Os direitos e deveres de uma mãe solo são os mesmos no que tange aos cuidados de qualquer criança ou adolescente, como garante o artigo 227 da Constituição Federal de 1988, que prevê que é dever da família, da sociedade e do Estado assegurar à criança e ao adolescente, com prioridade absoluta, o direito à vida, à saúde, à alimentação, àeducação, ao lazer, à profissionalização, à cultura, à dignidade, ao respeito, à liberdade e à convivência familiar e comunitária, além de colocá-los a salvo de toda forma de negligência, discriminação, exploração, violência, crueldade e opressão (BRASIL, 1988). Os mesmos direitos, com igual prioridade, são defendidos pelo artigo 4º do ECA (Lei 8.069, de 13 de julho de 1990). 

O direito da criança inicia na gestação, conforme a Lei nº 11.804 de 05 de novembro de 2008 e conforme descrito no ECA, que afirma o direito da mulher gestante à alimentação e a outros itens, como a cobertura de despesas decorrentes da concepção, da alimentação especial, da assistência médica e psicológica, de exames complementares, de internações, do parto, de medicamentos e demais prescrições pelo médico e o que o Juiz considere pertinente (BRASIL, 1990). 

Os primeiros deveres da mãe para com o filho são o cuidado durante a gestação e, em sequência, o registro civil, sendo esta a primeira condição para garantir a cidadania de um indivíduo.
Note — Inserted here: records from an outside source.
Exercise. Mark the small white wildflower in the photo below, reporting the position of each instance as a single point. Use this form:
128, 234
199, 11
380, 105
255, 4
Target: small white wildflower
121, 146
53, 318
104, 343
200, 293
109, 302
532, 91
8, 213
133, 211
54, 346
Após os primeiros compromissos com o filho, qualquer mãe tem uma série de responsabilidades relacionadas ao desenvolvimento integral da criança. Porém, em alguns casos, isso é negligenciado devido a uma série de fatores ligados tanto à rotina da mãe quanto aos serviços públicos disponíveis. Enquanto os estabelecimentos de atendimento da saúde e educação devem proporcionar condições para o atendimento integral da criança, em paralelo, os pais ou responsáveis devem apoiar todo o processo. 

Sabe-se que as leis e os serviços são de suma importância para as crianças e adolescentes terem um desenvolvimento saudável em todos os municípios e Estados do Brasil. Infelizmente, isso não acontece conforme previsto em lei, seja por falha dos serviços, dos Conselhos Municipais de Direitos, da articulação das Redes de Proteção, da própria sociedade, dos governantes ou da própria família, por diversas motivações. Realizar o cuidado dos filhos é sempre um desafio, principalmente quando a mulher se encontra sozinha para tal exercício, surgindo assim a necessidade de se reinventar diariamente. Dentro da Política de Assistência Social existem diversos serviços, programas e projetos que dão suporte para as mães solo e possibilitam sua autonomia e emancipação, de acordo com as realidades individuais. Para que haja mudanças na vida familiar de indivíduos que solicitam os serviços de atenção à família, é imprescindível o estabelecimento de processos de atenção que deem suporte para o enfrentamento dos problemas sociais gerados no cotidiano de uma sociedade movida pela intensificação da desigualdade social. Porém, isso nem sempre é suficiente. 

Em paralelo a essa realidade, há uma grande parcela de mães solo que não estão inseridas nessa política, por não estarem dentro dos critérios de elegibilidade, mas que também apresentam uma série de dificuldades, principalmente sobre a maternidade. Ainda assim, essas mulheres criam, pelas redes sociais, uma rede de suporte própria, como por exemplo: grupos de apoio às mães solteiras; GAMS – Grupo de Apoio à Mãe Solo e o blog Grávida Solteira. As dificuldades da maternidade que esses grupos descrevem não estão apenas nas trocas de fraldas e no choro durante a madrugada, mas também na falta de alguém para conversar, principalmente quando se é a primeira mãe de um grupo de amigos ou quando se é mãe solo. 

Há também aplicativos como o Peanut, um “Tinder para mães”, em que, ao invés de marcar encontros amorosos, mulheres que estão experimentando a maternidade podem conversar, partilhar vivências e aliviar a solidão trazida por essa condição. Em todas as redes de apoio virtual, a ideia é que as mães possam se conectar não apenas para falar sobre seus filhos, mas também para trocar experiências e orientações.

*Excerto de artigo elaborado para a formação “As novas configurações sociais no núcleo familiar brasileiro”, do Programa InovaSUAS, realizada no primeiro semestre de 2020.